We then examined whether SMCHD1 and TET proteins can interact directly in vitro. We initially failed to observe a direct interaction between the recombinant N-terminal (ATPase) domain of SMCHD1 and the TET2 catalytic domain (TET2-CD). Next, we prepared recombinant full-length SMCHD1 and recombinant TET2-CD or TETFL proteins. These proteins were purified from either baculovirus-infected cells (SMCHD1 and TET2-CD) or from mammalian cells (TET2FL or TET1FL). We used the AlphaScreen system (fig. S3A) for assessing binding reactions in a quantitative biophysical assay. In these assays, SMCHD1-FLAG was biotinylated via an introduced C-terminal biotinylation sequence (AviTag) and was coexpressed along with biotin ligase (BirA) in baculovirus-infected insect cells. This SMCHD1 protein could be collected on streptavidin beads indicating that it was biotinylated successfully (fig. S3B). The mammalian TET proteins were expressed as C-terminal His-tagged proteins (fig. S3B). In the AlphaScreen assays, binding between a biotinylated protein captured on streptavidin AlphaScreen donor beads and a His-tagged protein captured on nickel chelate (Ni–nitrilotriacetic acid) AlphaScreen acceptor beads is measured. After performing these assays, we did not observe any direct binding between SMCHD1 and TET2 proteins (TET1 tested negatively as well) (fig. S3C). We also performed in vitro biotinylation of SMCHD1 using biotinylation kits, or we biotinylated the anti-SMCHD1 antibody followed by SMCHD1 binding. We concluded that our consistently observed interactions between SMCHD1 and TET proteins in cells are most likely based on an indirect interaction, perhaps involving a larger protein complex or a bridging protein. One potential candidate for such a protein is OGT, which we recovered in SMCHD1 and TET protein complexes and which is known to interact with the TET2/3-CDs (27, 29, 35, 36).

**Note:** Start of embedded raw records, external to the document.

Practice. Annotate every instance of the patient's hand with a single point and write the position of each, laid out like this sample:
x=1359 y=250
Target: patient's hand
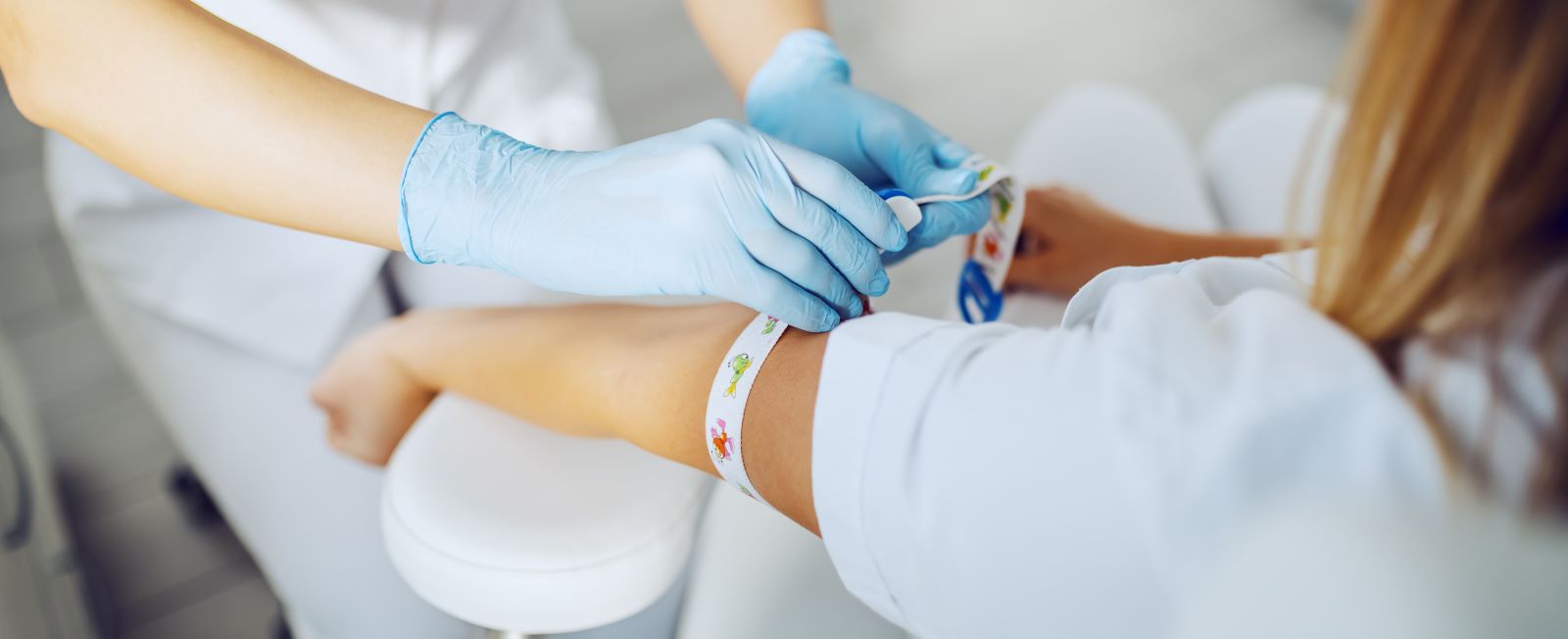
x=368 y=397
x=1068 y=238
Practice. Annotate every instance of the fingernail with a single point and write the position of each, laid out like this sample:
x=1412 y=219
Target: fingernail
x=880 y=282
x=902 y=243
x=857 y=308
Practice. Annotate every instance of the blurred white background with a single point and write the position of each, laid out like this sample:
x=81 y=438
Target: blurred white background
x=976 y=70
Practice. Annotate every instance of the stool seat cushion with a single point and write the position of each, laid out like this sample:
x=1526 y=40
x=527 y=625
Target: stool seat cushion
x=516 y=528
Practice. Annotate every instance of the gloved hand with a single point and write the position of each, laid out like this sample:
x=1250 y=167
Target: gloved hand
x=804 y=96
x=717 y=209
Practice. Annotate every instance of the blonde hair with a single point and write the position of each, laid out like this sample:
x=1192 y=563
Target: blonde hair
x=1449 y=191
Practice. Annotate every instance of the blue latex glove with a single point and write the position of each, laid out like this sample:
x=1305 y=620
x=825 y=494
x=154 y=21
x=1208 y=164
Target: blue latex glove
x=717 y=209
x=804 y=96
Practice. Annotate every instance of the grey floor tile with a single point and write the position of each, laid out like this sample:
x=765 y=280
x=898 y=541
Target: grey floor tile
x=65 y=361
x=112 y=458
x=976 y=71
x=231 y=602
x=25 y=284
x=148 y=550
x=25 y=218
x=20 y=138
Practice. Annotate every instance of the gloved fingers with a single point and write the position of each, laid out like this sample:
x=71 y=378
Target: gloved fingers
x=768 y=292
x=846 y=248
x=802 y=264
x=949 y=154
x=941 y=221
x=909 y=156
x=945 y=220
x=844 y=194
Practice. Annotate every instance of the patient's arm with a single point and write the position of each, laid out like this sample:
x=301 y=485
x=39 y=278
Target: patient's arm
x=1068 y=238
x=635 y=373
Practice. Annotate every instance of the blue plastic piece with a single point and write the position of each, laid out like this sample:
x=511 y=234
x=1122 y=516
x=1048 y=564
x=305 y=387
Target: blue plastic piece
x=976 y=287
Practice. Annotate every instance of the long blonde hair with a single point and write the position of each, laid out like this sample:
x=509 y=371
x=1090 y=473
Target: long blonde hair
x=1449 y=191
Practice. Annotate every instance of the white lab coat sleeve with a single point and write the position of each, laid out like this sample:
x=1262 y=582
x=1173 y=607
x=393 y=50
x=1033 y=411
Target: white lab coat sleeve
x=963 y=475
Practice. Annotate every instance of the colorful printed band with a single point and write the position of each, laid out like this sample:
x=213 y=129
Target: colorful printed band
x=726 y=405
x=992 y=254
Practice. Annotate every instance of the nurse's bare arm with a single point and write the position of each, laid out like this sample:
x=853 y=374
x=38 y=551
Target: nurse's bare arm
x=211 y=113
x=742 y=34
x=634 y=373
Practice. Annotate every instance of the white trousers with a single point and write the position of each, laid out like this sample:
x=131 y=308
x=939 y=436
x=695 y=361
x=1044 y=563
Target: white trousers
x=1126 y=152
x=310 y=516
x=1121 y=149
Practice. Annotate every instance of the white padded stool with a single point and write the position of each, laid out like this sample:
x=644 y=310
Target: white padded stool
x=519 y=529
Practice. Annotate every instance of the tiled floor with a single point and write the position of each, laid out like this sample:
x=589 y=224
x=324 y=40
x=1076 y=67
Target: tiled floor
x=977 y=71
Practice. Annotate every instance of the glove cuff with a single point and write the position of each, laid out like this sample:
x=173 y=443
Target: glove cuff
x=444 y=191
x=804 y=57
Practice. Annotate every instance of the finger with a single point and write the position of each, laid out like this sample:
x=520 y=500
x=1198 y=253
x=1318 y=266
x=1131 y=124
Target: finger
x=908 y=156
x=846 y=248
x=838 y=188
x=951 y=154
x=767 y=292
x=802 y=264
x=945 y=220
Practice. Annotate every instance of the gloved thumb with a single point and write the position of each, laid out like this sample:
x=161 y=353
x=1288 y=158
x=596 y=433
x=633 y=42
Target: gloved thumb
x=924 y=167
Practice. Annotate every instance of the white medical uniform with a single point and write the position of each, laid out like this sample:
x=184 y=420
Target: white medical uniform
x=1001 y=481
x=224 y=321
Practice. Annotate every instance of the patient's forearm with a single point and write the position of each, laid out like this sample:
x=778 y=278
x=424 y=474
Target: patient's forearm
x=635 y=373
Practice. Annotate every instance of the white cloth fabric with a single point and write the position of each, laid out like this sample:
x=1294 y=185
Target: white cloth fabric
x=1073 y=481
x=281 y=293
x=223 y=320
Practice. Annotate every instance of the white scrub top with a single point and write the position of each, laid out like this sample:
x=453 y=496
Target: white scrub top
x=992 y=481
x=287 y=295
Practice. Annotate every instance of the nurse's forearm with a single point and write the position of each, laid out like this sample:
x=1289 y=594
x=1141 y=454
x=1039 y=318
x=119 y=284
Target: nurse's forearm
x=211 y=113
x=742 y=34
x=635 y=373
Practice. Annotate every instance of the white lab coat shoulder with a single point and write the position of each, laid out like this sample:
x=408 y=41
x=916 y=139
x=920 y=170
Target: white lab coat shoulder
x=1086 y=473
x=287 y=295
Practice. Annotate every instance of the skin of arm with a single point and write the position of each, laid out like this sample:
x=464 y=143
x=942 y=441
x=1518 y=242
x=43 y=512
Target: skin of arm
x=624 y=371
x=211 y=113
x=1068 y=238
x=742 y=34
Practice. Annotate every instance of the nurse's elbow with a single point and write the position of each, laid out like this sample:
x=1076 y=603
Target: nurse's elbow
x=21 y=77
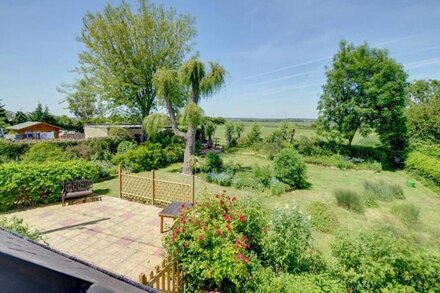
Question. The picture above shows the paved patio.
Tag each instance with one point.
(115, 234)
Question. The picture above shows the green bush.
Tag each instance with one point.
(425, 166)
(289, 168)
(213, 163)
(16, 225)
(144, 158)
(217, 243)
(287, 245)
(39, 183)
(349, 200)
(222, 179)
(310, 283)
(126, 145)
(383, 191)
(407, 213)
(323, 219)
(277, 187)
(379, 261)
(43, 152)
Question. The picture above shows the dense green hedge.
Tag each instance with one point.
(423, 165)
(39, 183)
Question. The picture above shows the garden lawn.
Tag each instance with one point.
(324, 180)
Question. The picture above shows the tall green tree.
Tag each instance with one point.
(189, 84)
(81, 99)
(3, 116)
(124, 48)
(424, 110)
(364, 91)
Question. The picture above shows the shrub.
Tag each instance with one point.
(217, 243)
(323, 219)
(36, 183)
(376, 260)
(213, 163)
(287, 245)
(222, 179)
(407, 213)
(126, 145)
(119, 133)
(262, 176)
(349, 200)
(424, 166)
(44, 151)
(310, 283)
(16, 225)
(289, 168)
(144, 158)
(277, 187)
(383, 191)
(174, 152)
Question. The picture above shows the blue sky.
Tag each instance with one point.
(274, 51)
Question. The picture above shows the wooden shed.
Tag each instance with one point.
(34, 130)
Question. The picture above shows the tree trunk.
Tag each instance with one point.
(190, 150)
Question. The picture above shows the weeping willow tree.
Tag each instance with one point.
(188, 84)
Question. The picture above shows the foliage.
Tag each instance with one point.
(254, 135)
(365, 90)
(29, 184)
(143, 158)
(277, 187)
(383, 191)
(376, 260)
(17, 225)
(119, 133)
(287, 245)
(289, 168)
(81, 99)
(192, 115)
(407, 213)
(193, 82)
(153, 123)
(311, 283)
(424, 165)
(222, 178)
(213, 163)
(323, 219)
(126, 145)
(349, 200)
(217, 243)
(43, 152)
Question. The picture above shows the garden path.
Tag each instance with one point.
(117, 235)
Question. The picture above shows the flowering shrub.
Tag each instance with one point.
(217, 243)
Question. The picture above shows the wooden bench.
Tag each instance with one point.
(172, 211)
(76, 189)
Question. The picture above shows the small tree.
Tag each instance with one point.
(365, 90)
(229, 128)
(187, 86)
(209, 131)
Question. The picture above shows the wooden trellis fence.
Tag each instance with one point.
(147, 188)
(166, 277)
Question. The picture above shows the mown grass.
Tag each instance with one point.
(324, 181)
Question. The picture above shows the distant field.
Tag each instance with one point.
(302, 129)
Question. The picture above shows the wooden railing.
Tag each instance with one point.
(151, 190)
(166, 277)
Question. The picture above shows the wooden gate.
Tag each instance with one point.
(148, 189)
(166, 277)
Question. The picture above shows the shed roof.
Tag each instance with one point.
(29, 124)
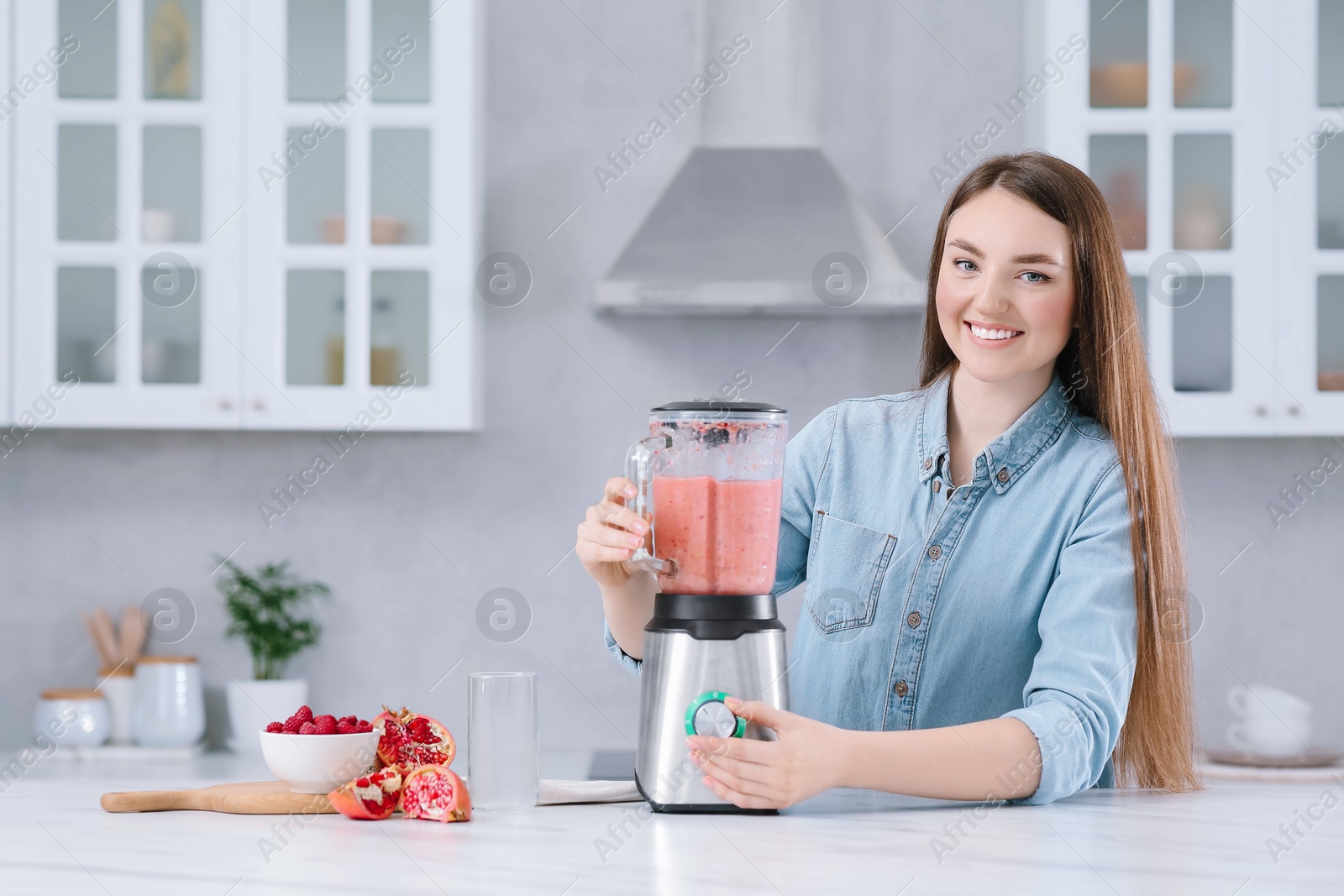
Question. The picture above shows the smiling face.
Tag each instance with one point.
(1005, 288)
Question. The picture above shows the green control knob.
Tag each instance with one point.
(710, 716)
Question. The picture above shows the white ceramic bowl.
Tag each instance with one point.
(319, 763)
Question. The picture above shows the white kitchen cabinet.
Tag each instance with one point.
(1176, 109)
(362, 195)
(192, 278)
(1310, 125)
(125, 269)
(8, 105)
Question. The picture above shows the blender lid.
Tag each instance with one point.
(721, 405)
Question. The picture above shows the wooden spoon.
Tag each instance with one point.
(102, 625)
(97, 641)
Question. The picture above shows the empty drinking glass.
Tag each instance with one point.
(501, 745)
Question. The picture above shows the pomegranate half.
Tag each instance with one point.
(410, 741)
(434, 793)
(370, 797)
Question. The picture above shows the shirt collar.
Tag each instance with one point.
(1008, 456)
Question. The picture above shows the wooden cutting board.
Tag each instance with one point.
(248, 799)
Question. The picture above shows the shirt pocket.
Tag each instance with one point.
(844, 573)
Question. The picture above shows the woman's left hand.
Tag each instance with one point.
(769, 774)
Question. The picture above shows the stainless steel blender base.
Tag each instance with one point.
(683, 671)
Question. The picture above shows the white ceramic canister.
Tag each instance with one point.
(71, 718)
(170, 703)
(118, 687)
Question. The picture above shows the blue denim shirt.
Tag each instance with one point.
(927, 606)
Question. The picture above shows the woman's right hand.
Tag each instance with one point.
(609, 533)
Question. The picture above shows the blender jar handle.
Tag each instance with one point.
(638, 463)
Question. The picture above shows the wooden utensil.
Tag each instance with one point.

SMCHD1 inhibits TET activity

When SMCHD1 was coexpressed in 293T cells together with TET3FL, TET activity was inhibited in an SMCHD1 dose-dependent manner, leading to the formation of lower amounts of the TET reaction product 5hmC (Fig. 2A), while total levels of 5mC did not change appreciably. Another in vivo assay of TET activity is based on demethylation and reactivation of a luciferase vector that is methylated in vitro at all CpG sites before transfection. In this assay, TET3S is more active than TET3FL (31). The luciferase activity of the fully CpG-methylated luciferase reporter vector was increased by cotransfection of TET3S, as reported previously (Fig. 2B) (31). This TET-induced activity was inhibited by SMCHD1, which did not reduce the activity of an unmethylated control reporter (Fig. 2B).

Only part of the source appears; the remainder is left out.